Svetlana - you're my hero ! I'd like to test russian stemmer
(current version is available: http://intra.astronet.ru/db/lingua/snowball/)
I'm working on development of Russian Scientific Network (www.nature.ru)
and we found stemming is very important for scientific corpora.

	Oleg
On Mon, 9 Sep 2002, Svetlana Pereyaslavets wrote:

> Dear Martin,
> I am not a linguist, but a native Russian speaker. May I try to give some
> explanation on this suffix.
> Free, but hopefully helpful :-)
> It is a very common in Russian adjectives and adverbs when we deal with a
> construction:
>
> *****basic*construction********
>   prefix-root  - "other optional" suffix - n (Oleg's question) - <adjective
> ending> ( = yi/iy/oy....through all genders and declinations)
> *******************************
> The rule has the following options:
> 1.  prefix-root  - n - <adjective ending >
>
> 	1.1. The root itself ends on  -n-
> 	In this case we will encounter -nn- after stripping the adjective ending,
> and we SHOULD REMOVE one -n- (that is the 	suffix).
> 	Such words usually don't have prefixes (so can be easily compared to the
> dictionary).
> 	Example : kon-n-yi (adjective from "kon'"=horse)
>
> 	1.2  The root ends on any other letter
>
> 	we SHOULD REMOVE the -n- (that is the suffix).
> 	Example: ruch-n-oy (adjective from "ruka"= hand).
>
> 2.  prefix-root  - "other optional"suffix - n - adjective ending
>
>
> 	2.1. other optional suffix = - an- or - yan -
>  	- a- or -ya- SHOULD BE REMOVED TOGETHER with the suffix -n-.
>
> 	Example: "sherst-yan-oy" (=woolen).
>
> 	THREE exceptions from this rule would fall under case 2.2:
> 	"stekl-yan -n - <adjective ending>" (adj from glass)
> 	"olov-yan -n - <adjective ending>" (adj from tin)
> 	"derev-yan -n - <adjective ending>" (adj from wood)
>
> 	2.2.  other optional suffix = -on - or -en-
>
> 	REMOVE -n- and following -en- or -on-.
>
> 	Example: "osob - en- n- <adjective ending>" (=special)
>
> 	ONE exception from this rule would fall under case 2.1:
> 	"ran -en- <adjective ending>" (= injured)
>
> 	2.3. HARD CASE (RUSSIAN LEXICAL DIVERSITY IS INVOLVED) - I can't suggest a
> solution right now, as I need time to think 	how to detect that without
> knowledge of the natural language:
>
>  	other optional suffix = -in
>
> 		2.3.1. If the following substitution is valid refer to 1.1. or 2.1
> (i.e. -n- SHOULD BE REMOVED, following -in- 		siffix MAY and probably SHOULD
> be removed depending on the required detailisation)
>
>             		  - a (noun)
> 		            /
> 		root - in -|
>             		\
> 				  -n- <adjective ending>
>
>
> 		Example: "star-in-a"-"star-in-n -yi" (= old)
>
> 		2.3.2 If the substitution  above is not valid refer to 1.2. or 2.2. with
> the same reservation.
>
> 		Example: "mysh-in - <adjective ending> " (adjective from "mysh'"= mouse)
>
> 3. PARTICIPLE II may look the same as an adjective for an end-stripping
> stemmer.
> In Participles II, the scheme is :
>
>  word - {-on, -en, -an, -yan} - n - <adjective ending>
>
> Where "word" is VERY LIKELY to consist of "prefix-root" (i.e. there is a
> high probability that participle II would have a prefix).
>
>
>
>
> It may look too complicated, please email if you need to clarify something.
> Or, please allow me some time to return to this topic and come up with a
> digestable algorithm.
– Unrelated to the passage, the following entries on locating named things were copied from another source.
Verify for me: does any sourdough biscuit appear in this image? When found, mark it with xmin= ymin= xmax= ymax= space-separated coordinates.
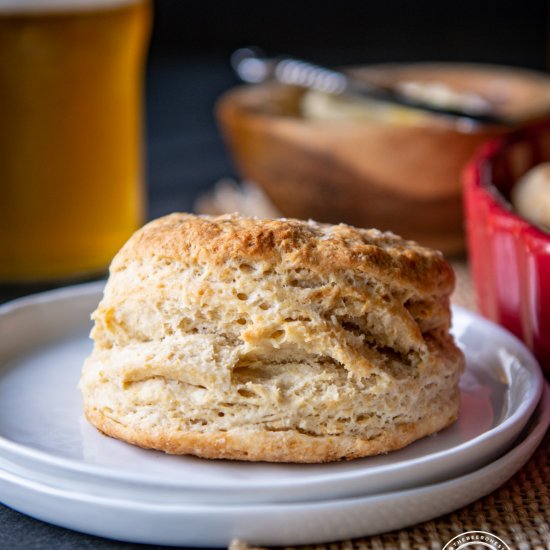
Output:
xmin=80 ymin=214 xmax=464 ymax=462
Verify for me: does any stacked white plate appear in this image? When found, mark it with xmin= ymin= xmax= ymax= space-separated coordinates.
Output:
xmin=0 ymin=283 xmax=550 ymax=547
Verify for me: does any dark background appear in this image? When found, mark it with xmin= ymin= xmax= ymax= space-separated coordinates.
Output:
xmin=147 ymin=0 xmax=550 ymax=222
xmin=0 ymin=0 xmax=550 ymax=550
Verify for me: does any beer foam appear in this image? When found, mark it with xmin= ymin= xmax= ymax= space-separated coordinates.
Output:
xmin=0 ymin=0 xmax=140 ymax=12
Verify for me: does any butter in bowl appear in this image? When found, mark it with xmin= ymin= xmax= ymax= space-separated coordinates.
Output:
xmin=217 ymin=63 xmax=550 ymax=255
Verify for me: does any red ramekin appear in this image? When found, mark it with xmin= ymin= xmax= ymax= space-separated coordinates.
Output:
xmin=464 ymin=122 xmax=550 ymax=374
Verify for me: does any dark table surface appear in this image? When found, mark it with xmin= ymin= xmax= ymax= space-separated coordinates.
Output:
xmin=0 ymin=55 xmax=236 ymax=550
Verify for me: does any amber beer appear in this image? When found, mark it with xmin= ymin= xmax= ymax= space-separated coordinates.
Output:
xmin=0 ymin=0 xmax=151 ymax=282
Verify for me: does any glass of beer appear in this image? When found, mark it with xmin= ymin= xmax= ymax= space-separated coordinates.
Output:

Actually, I was planning to test Russian stemmer in
> the scope of my student research in December this year.
>
> Kind regards
>
> Svetlana
>
>
>
>
>
>
> -----Original Message-----
> From: snowball-discuss-admin@lists.tartarus.org
> [mailto:snowball-discuss-admin@lists.tartarus.org]On Behalf Of
> snowball-discuss-request@lists.tartarus.org
> Sent: Monday, September 09, 2002 5:45 PM
> To: snowball-discuss@lists.tartarus.org
> Subject: Snowball-discuss digest, Vol 1 #5 - 1 msg
>
>
> Send Snowball-discuss mailing list submissions to
> 	snowball-discuss@lists.tartarus.org
>
> To subscribe or unsubscribe via the World Wide Web, visit
> 	http://lists.tartarus.org/mailman/listinfo/snowball-discuss
> or, via email, send a message with subject or body 'help' to
> 	snowball-discuss-request@lists.tartarus.org
>
> You can reach the person managing the list at
> 	snowball-discuss-admin@lists.tartarus.org
>
> When replying, please edit your Subject line so it is more specific
> than "Re: Contents of Snowball-discuss digest..."
>
>
> Today's Topics:
>
>    1. Re: russian stemmer (Martin Porter)
>
> --__--__--
>
> Message: 1
> To: Oleg Bartunov <oleg@sai.msu.su>
> From: martin_porter@softhome.net (Martin Porter)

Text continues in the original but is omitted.